I stayed with Upside through this growth and financing, helping it recruit a management team after the Series A venture capital funding in late 2017. Once that team was in place, I handed over the company and got back to my passion—helping people use technology to create a better world. I’m now supporting a number of local and municipal energy projects in the U.K. and EU, mentoring a couple of energy-tech startups, and working on regulatory initiatives that are helping to define our path to a net-zero energy system.
All of this was possible because of my 30 years’ experience as a systems engineer. I started in image processing, then data acquisition and control for large, experimental scientific systems, and then on to commercial command-and-control systems. Eventually, I shifted into games. (Some people think this is a big shift, but graphics is mostly just image processing in reverse.) From there I went into consulting for organizations like Greenpeace, Oxfam, Cisco, Intel, Skype, and Vodafone (on developing software-intensive products). All of which gave me the building blocks to found a startup.
Why do I do this? What gets me out of bed in the morning?

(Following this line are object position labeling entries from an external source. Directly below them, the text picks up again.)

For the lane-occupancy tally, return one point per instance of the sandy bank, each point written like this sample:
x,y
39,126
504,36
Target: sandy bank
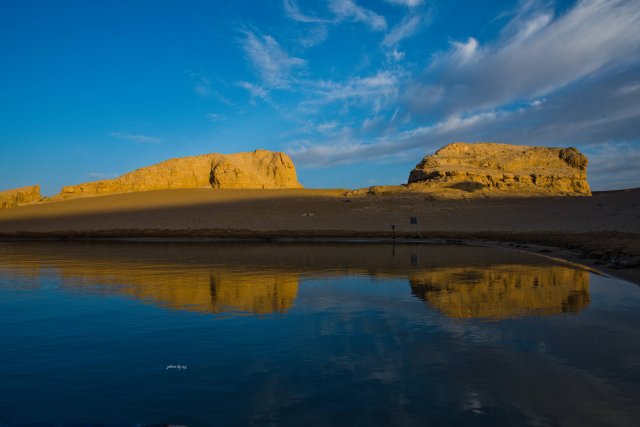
x,y
604,228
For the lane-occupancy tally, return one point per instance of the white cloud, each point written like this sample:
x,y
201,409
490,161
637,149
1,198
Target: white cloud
x,y
140,139
349,10
407,3
376,90
254,90
292,11
202,86
269,60
314,36
216,117
408,27
536,55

Three things: First, it’s the opportunity to build something beautiful. Sometimes the beauty is hidden from all but the specialist’s view, but it’s there.
Second, I want to make the world a better place. We have enormous power to change the world through the systems we create. A world with clean air and water in which every person is respected seems like something we can all aspire to. Let’s use our power to build something we can be proud of as we pass it on to coming generations.
Third, it’s about welcoming more and more computer scientists into the industry. The depth of talent and passion that is coming through in our teenagers and 20-year-olds is exciting and fills me with hope—even in these times of climate crisis and Covid-19.